Why I Unsubscribed From The Wall Street Journal
I’ve subscribed to The Wall Street Journal’s ‘10-point’ for the past year. It’s a daily email from their Editor-in-Chief Gerard Baker outlining the top 4 news stories of the day.
The daily emails informed me on terrorist attacks in Europe, European Bank policy and the presidential campaign.
I read this news every morning as part of my daily routine in order to stay informed.
I unsubscribed yesterday. It was a waste of focus.
Too Much Information
You’re behind if you stop reading the daily news for 1 day. It takes commitment to keep up with what everyone else already knows.
You can spend a lifetime reading the daily news.
Like a computer with a limited amount of memory, you have a very limited amount of focus. Should you allocate it to the mainstream one-size-fits-all news?
Information is only valuable if it is actionable.
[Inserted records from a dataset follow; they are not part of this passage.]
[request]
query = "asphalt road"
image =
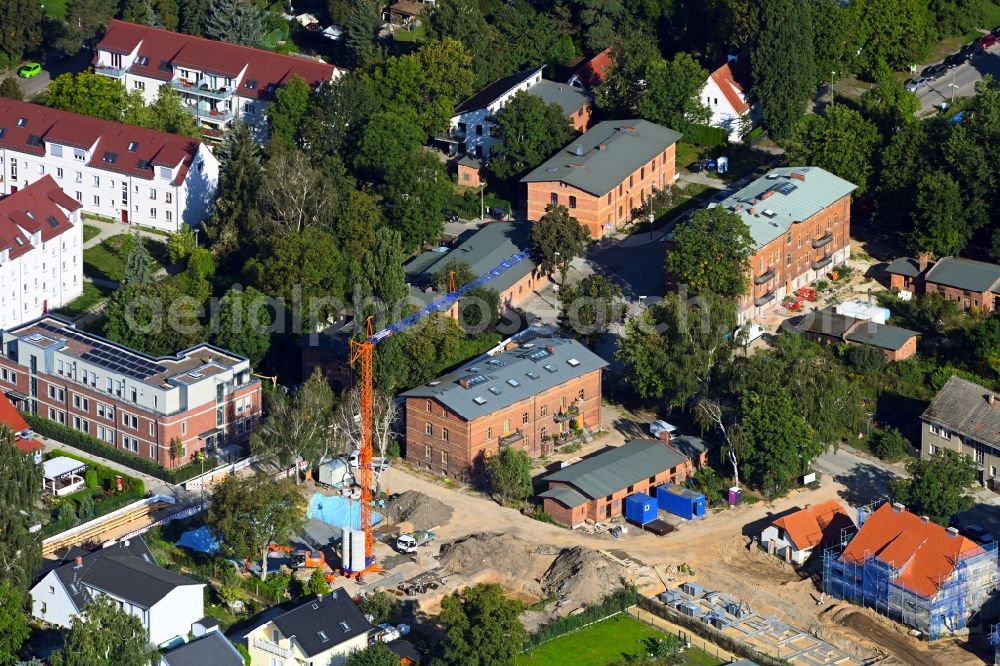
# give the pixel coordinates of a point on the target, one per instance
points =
(51, 69)
(961, 81)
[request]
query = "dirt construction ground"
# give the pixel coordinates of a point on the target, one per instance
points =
(715, 548)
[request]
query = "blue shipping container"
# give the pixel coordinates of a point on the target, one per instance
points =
(680, 501)
(640, 508)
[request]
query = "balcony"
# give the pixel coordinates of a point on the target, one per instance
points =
(764, 277)
(764, 300)
(566, 415)
(113, 72)
(510, 438)
(822, 263)
(272, 648)
(202, 89)
(820, 242)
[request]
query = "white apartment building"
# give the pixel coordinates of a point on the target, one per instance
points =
(41, 252)
(217, 81)
(136, 175)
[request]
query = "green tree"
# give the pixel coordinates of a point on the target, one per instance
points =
(22, 28)
(938, 486)
(784, 73)
(509, 474)
(236, 21)
(87, 93)
(556, 239)
(139, 265)
(250, 513)
(376, 654)
(712, 252)
(529, 131)
(481, 626)
(244, 324)
(674, 350)
(840, 141)
(379, 605)
(11, 89)
(780, 441)
(285, 115)
(104, 635)
(940, 226)
(301, 268)
(590, 307)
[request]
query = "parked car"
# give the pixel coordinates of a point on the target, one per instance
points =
(29, 70)
(935, 71)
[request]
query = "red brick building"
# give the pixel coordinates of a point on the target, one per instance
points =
(971, 284)
(800, 221)
(204, 396)
(595, 488)
(526, 398)
(606, 176)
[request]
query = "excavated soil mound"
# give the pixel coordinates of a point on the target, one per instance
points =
(419, 510)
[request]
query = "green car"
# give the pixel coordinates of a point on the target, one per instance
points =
(29, 70)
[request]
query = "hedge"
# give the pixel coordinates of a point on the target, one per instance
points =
(89, 444)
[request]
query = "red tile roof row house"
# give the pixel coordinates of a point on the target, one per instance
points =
(107, 165)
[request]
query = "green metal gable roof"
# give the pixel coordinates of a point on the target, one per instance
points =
(599, 160)
(964, 274)
(771, 204)
(619, 468)
(506, 379)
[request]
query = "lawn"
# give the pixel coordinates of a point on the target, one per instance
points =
(89, 231)
(106, 261)
(602, 643)
(91, 296)
(54, 9)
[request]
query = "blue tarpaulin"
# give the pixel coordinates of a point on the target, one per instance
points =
(201, 540)
(338, 511)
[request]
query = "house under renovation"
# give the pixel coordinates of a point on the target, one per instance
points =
(911, 570)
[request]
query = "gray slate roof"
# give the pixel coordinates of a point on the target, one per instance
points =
(793, 200)
(962, 406)
(569, 98)
(483, 251)
(964, 274)
(907, 266)
(212, 648)
(628, 145)
(128, 572)
(510, 377)
(327, 615)
(609, 472)
(564, 495)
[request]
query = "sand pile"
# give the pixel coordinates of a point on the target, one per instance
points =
(417, 509)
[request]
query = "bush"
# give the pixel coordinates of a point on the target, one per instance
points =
(708, 137)
(92, 445)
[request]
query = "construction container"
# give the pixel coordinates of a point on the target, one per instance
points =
(640, 508)
(680, 501)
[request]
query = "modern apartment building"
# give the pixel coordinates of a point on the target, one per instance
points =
(136, 175)
(606, 176)
(203, 396)
(217, 81)
(800, 222)
(41, 252)
(526, 398)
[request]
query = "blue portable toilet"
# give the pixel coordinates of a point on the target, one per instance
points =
(640, 508)
(680, 501)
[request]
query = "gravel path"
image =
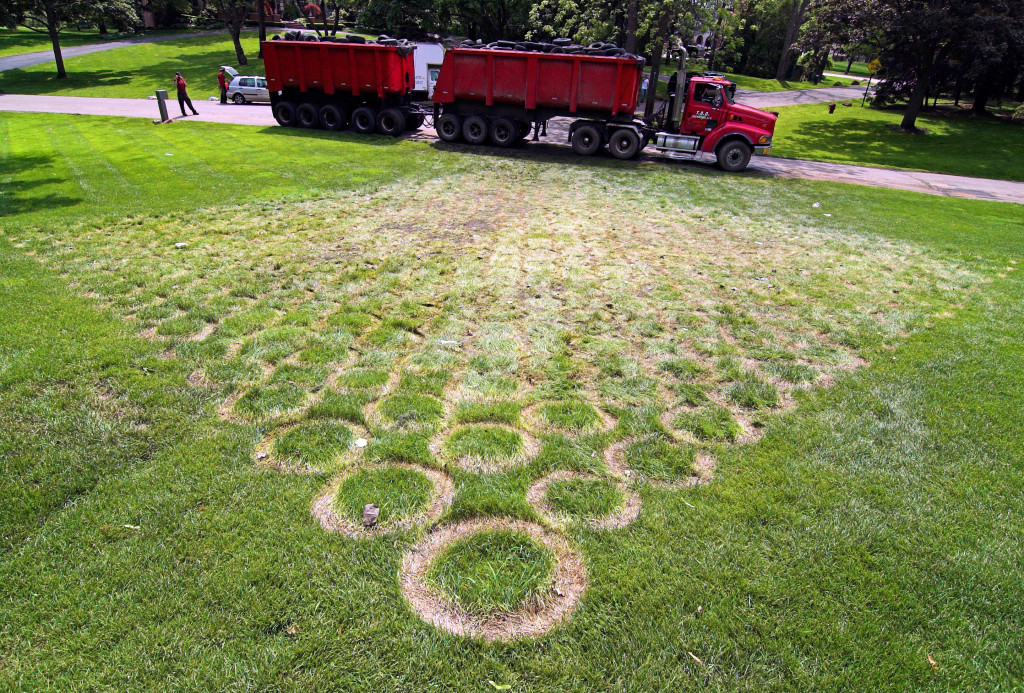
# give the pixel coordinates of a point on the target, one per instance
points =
(933, 183)
(41, 56)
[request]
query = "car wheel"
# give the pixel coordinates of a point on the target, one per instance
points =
(586, 140)
(504, 132)
(391, 122)
(475, 130)
(307, 116)
(449, 127)
(284, 113)
(364, 120)
(733, 156)
(332, 118)
(624, 143)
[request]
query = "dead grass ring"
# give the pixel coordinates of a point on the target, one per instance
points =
(567, 585)
(440, 499)
(537, 496)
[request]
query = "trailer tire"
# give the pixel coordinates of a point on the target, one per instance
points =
(733, 156)
(449, 127)
(390, 122)
(284, 113)
(475, 130)
(306, 116)
(586, 140)
(332, 118)
(364, 120)
(624, 143)
(504, 132)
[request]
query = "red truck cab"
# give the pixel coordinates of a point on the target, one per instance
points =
(711, 122)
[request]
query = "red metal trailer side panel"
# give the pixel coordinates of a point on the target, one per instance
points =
(530, 80)
(331, 68)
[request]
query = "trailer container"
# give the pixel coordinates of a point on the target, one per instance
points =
(329, 84)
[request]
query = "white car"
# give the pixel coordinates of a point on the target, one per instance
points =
(247, 88)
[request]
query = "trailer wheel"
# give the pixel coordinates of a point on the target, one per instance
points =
(504, 132)
(390, 122)
(284, 113)
(364, 120)
(449, 127)
(733, 156)
(586, 140)
(475, 130)
(332, 118)
(624, 143)
(307, 116)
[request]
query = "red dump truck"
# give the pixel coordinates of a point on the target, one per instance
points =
(328, 84)
(498, 93)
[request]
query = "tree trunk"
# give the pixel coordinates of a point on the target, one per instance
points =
(262, 26)
(914, 102)
(796, 19)
(236, 29)
(981, 95)
(54, 33)
(632, 12)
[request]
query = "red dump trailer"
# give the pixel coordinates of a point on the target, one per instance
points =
(329, 84)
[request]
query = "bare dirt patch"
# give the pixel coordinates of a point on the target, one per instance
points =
(567, 585)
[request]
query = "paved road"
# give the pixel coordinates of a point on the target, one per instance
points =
(933, 183)
(41, 56)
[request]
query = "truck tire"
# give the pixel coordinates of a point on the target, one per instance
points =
(332, 118)
(475, 130)
(733, 156)
(390, 122)
(365, 120)
(449, 127)
(586, 140)
(284, 113)
(624, 143)
(504, 132)
(307, 116)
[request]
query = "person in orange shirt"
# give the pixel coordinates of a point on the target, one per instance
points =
(181, 85)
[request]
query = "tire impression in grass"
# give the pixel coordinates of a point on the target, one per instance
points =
(331, 519)
(628, 510)
(566, 586)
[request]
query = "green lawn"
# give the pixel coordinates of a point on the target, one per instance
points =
(872, 530)
(135, 72)
(987, 148)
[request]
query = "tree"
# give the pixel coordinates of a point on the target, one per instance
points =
(233, 13)
(52, 16)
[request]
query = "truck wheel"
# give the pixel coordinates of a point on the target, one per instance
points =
(624, 143)
(391, 122)
(586, 140)
(733, 156)
(364, 120)
(307, 116)
(449, 127)
(475, 130)
(332, 118)
(284, 113)
(504, 132)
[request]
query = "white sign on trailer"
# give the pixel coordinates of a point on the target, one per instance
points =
(427, 58)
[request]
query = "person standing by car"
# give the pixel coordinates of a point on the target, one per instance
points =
(222, 81)
(181, 85)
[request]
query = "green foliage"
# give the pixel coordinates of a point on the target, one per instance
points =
(493, 571)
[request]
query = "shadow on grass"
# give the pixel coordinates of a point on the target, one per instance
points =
(17, 197)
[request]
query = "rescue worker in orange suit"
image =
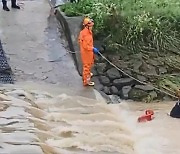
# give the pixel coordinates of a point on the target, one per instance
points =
(87, 51)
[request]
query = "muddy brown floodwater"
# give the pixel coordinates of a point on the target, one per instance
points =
(44, 122)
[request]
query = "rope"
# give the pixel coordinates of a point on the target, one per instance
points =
(144, 83)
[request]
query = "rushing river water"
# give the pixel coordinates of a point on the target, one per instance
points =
(76, 125)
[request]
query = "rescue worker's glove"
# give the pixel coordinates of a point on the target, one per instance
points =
(95, 50)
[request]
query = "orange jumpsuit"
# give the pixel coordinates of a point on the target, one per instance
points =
(87, 55)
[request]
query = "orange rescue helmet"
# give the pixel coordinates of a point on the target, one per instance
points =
(88, 22)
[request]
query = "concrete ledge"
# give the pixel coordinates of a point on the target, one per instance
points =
(71, 27)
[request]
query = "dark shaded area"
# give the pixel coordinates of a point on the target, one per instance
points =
(5, 70)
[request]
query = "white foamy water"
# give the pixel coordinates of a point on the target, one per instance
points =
(77, 125)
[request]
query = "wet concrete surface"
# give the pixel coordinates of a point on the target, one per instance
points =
(32, 41)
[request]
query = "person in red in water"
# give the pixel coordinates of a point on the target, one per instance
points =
(87, 50)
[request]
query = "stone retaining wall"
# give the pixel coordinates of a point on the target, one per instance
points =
(108, 80)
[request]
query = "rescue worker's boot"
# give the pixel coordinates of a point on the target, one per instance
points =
(5, 8)
(14, 5)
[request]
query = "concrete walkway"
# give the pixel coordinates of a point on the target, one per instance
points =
(39, 61)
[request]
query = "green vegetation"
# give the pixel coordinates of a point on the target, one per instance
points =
(137, 26)
(133, 25)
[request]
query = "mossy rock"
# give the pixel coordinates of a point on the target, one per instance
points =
(137, 94)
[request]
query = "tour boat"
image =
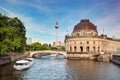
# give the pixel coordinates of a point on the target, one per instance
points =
(23, 64)
(116, 59)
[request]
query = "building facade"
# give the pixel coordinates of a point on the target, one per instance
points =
(85, 39)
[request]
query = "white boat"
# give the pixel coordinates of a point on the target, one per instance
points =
(23, 64)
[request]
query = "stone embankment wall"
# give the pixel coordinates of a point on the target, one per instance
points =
(8, 59)
(82, 56)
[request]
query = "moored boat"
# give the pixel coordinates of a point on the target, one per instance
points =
(23, 64)
(116, 59)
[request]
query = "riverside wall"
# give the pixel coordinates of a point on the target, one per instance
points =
(12, 58)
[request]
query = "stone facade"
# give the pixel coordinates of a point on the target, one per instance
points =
(85, 39)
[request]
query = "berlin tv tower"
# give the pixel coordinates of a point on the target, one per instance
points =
(56, 27)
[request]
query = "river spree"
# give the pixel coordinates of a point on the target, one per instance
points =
(62, 69)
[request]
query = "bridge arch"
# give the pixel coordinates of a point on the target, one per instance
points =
(32, 53)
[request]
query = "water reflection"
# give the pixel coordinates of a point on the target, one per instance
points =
(62, 69)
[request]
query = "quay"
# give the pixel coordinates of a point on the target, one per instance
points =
(12, 58)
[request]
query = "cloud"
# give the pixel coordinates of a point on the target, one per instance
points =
(36, 5)
(10, 13)
(29, 23)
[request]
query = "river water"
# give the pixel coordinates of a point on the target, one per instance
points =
(62, 69)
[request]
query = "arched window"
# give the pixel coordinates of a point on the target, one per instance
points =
(94, 49)
(70, 48)
(75, 49)
(87, 42)
(81, 48)
(87, 49)
(98, 49)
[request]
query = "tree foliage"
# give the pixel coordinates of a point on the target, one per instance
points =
(12, 35)
(38, 46)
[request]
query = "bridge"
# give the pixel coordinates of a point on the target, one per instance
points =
(45, 52)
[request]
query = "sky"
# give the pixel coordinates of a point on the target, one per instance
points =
(39, 16)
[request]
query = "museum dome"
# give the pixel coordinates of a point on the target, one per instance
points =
(85, 25)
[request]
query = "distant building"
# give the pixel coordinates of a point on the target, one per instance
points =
(36, 40)
(29, 41)
(59, 43)
(85, 39)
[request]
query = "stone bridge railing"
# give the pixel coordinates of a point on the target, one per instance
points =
(46, 52)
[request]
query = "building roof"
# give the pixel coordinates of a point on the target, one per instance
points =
(85, 25)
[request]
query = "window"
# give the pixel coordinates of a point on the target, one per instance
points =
(87, 42)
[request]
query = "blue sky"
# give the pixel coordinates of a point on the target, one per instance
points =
(39, 16)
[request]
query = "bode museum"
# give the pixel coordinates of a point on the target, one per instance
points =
(85, 41)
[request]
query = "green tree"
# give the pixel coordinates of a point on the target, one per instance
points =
(12, 35)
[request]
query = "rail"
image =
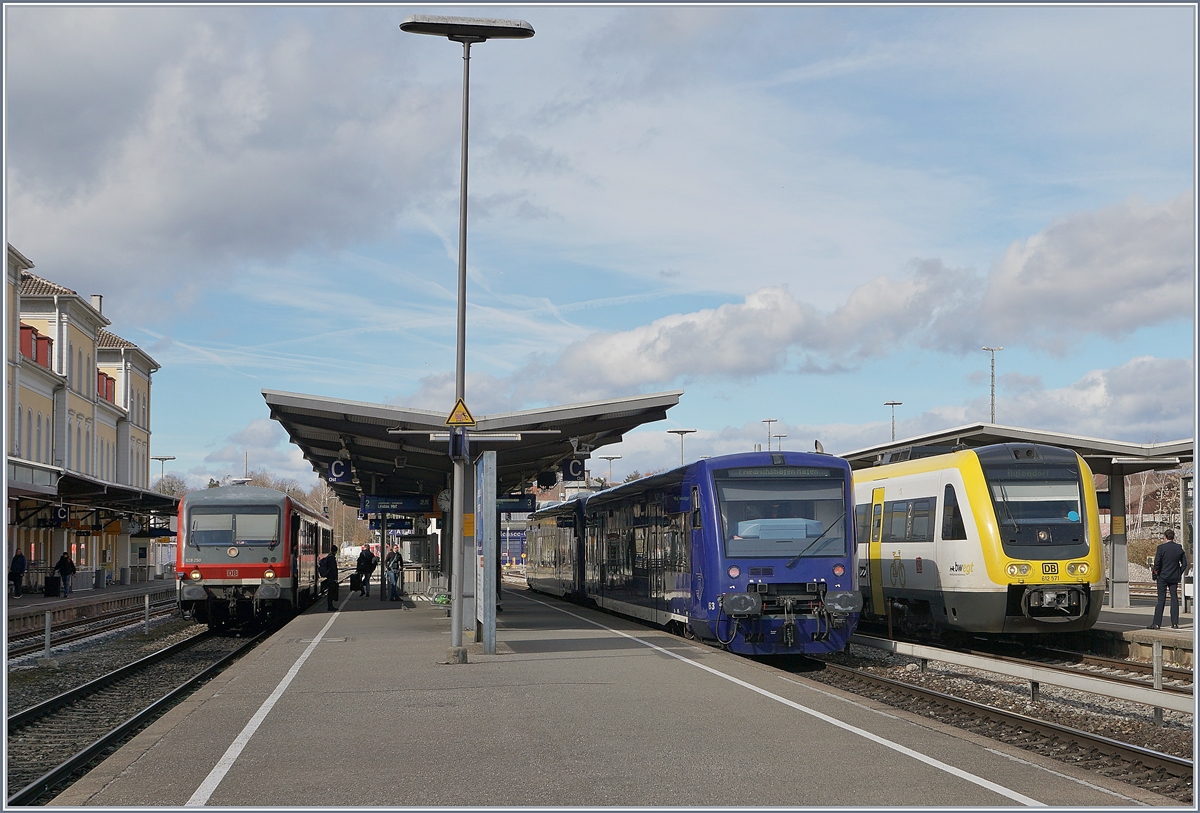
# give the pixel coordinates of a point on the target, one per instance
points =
(1035, 674)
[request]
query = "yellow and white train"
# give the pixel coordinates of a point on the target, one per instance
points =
(997, 539)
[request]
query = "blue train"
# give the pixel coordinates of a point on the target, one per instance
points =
(751, 552)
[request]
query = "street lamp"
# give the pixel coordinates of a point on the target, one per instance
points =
(610, 458)
(893, 404)
(768, 421)
(993, 351)
(162, 459)
(681, 433)
(466, 30)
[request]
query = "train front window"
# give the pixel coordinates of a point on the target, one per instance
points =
(1035, 495)
(227, 528)
(792, 513)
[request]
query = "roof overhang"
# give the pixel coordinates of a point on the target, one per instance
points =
(414, 458)
(1103, 456)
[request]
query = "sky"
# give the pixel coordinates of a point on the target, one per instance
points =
(791, 212)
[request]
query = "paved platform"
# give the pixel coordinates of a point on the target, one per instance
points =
(577, 708)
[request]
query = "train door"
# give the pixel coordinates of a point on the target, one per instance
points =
(875, 552)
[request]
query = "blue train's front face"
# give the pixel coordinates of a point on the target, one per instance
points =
(773, 536)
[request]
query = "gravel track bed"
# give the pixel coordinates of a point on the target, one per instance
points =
(79, 662)
(1117, 720)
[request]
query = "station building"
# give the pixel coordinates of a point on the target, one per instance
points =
(78, 403)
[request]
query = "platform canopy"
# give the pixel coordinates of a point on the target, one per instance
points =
(413, 458)
(1101, 455)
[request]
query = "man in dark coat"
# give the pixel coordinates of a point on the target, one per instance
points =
(1170, 564)
(17, 572)
(328, 568)
(365, 567)
(66, 568)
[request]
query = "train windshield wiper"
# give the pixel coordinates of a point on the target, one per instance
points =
(797, 556)
(1003, 501)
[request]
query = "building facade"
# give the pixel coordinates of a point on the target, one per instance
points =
(78, 399)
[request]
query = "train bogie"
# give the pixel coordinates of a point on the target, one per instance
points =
(996, 540)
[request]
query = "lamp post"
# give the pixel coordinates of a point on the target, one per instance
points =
(768, 421)
(993, 351)
(610, 458)
(162, 461)
(681, 433)
(466, 30)
(893, 404)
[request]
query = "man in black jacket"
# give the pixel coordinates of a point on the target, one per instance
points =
(328, 568)
(1170, 564)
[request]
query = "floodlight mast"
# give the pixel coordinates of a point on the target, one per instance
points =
(466, 30)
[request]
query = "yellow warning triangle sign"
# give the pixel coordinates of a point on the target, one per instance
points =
(460, 415)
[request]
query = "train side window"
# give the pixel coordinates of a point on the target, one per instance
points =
(952, 517)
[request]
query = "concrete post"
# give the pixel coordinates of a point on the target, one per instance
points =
(1119, 553)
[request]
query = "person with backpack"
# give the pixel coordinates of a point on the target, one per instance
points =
(395, 567)
(365, 566)
(328, 568)
(65, 568)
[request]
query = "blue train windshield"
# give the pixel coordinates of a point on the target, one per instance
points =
(781, 516)
(234, 527)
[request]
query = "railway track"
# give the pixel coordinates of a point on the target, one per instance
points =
(77, 728)
(81, 628)
(1163, 774)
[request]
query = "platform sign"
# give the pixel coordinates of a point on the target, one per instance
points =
(403, 504)
(460, 415)
(340, 471)
(486, 552)
(516, 504)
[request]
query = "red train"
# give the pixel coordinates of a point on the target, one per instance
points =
(247, 554)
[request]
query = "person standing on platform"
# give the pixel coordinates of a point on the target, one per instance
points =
(365, 567)
(395, 567)
(17, 572)
(1170, 562)
(66, 568)
(328, 568)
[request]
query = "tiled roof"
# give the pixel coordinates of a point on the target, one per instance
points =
(34, 285)
(106, 339)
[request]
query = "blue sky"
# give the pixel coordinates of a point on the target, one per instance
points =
(789, 212)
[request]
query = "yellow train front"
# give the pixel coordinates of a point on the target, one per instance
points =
(247, 554)
(1001, 539)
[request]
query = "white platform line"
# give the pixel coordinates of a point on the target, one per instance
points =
(216, 775)
(853, 729)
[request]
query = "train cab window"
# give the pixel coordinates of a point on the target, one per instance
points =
(952, 516)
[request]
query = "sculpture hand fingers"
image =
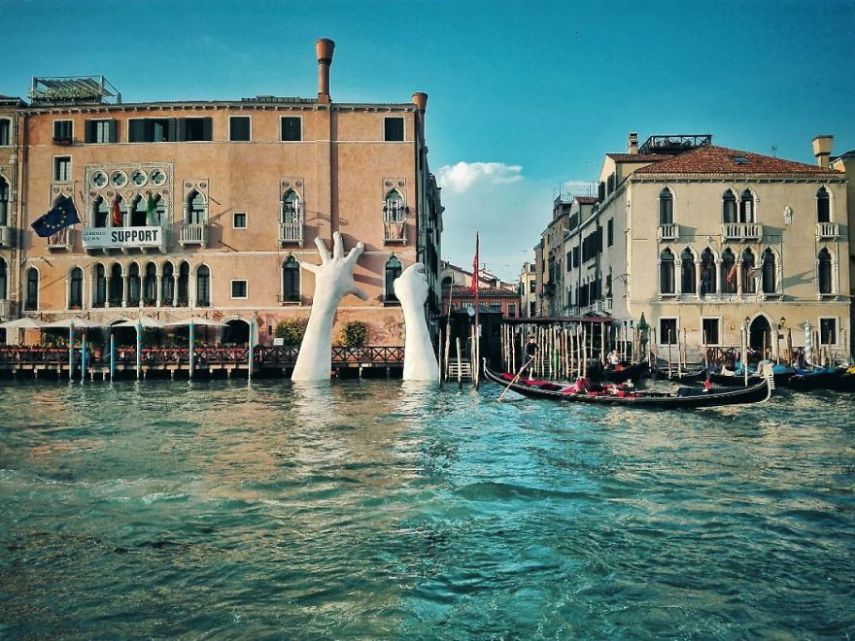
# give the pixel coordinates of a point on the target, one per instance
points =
(338, 246)
(355, 253)
(322, 250)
It’s beneficial only if it allows you to do something useful or avoid doing something stupid.
I want to download information that helps me grow my business, improve my relationship with my family, have more fun, put challenges in perspective, or grow in some way.
Personally, I enjoy reading biographies about people I’d like to emulate, taking online courses to improve an important skill, or listening to mentors or appropriate podcasts that give me actionable information I can use that very day.
If information isn’t actionable, call it what it is: entertainment. If you haven’t taken action on anything you’ve read in the news for the past year, schedule news-reading time as you would any other purely recreational activity.
A 21st Century Skill
You have access to more information than you could read in 2,000 lifetimes.
Once you learn how to read, discerning what to read is the most relevant skill.
Even with perfect literacy it’s possible to spend a lifetime downloading the wrong information.
For me and the people I work with, only an infinitesimal sliver of the world’s information is at all relevant. My job is to stay focused on this small sliver.
Reading about Syria or terrorist attacks in Germany is as relevant as watching The Matrix: Reloaded.
I wanted to give the WSJ a chance, so I skimmed through the past year of headlines looking for an article that was more than entertainment.
There was 1 quote from a Macy’s executive who didn’t know why sales were down, even though consumer income was higher than average. I had saved this quote because maybe it was relevant to my work in e-commerce.
That didn’t justify a year of diligent study, so I unsubscribed.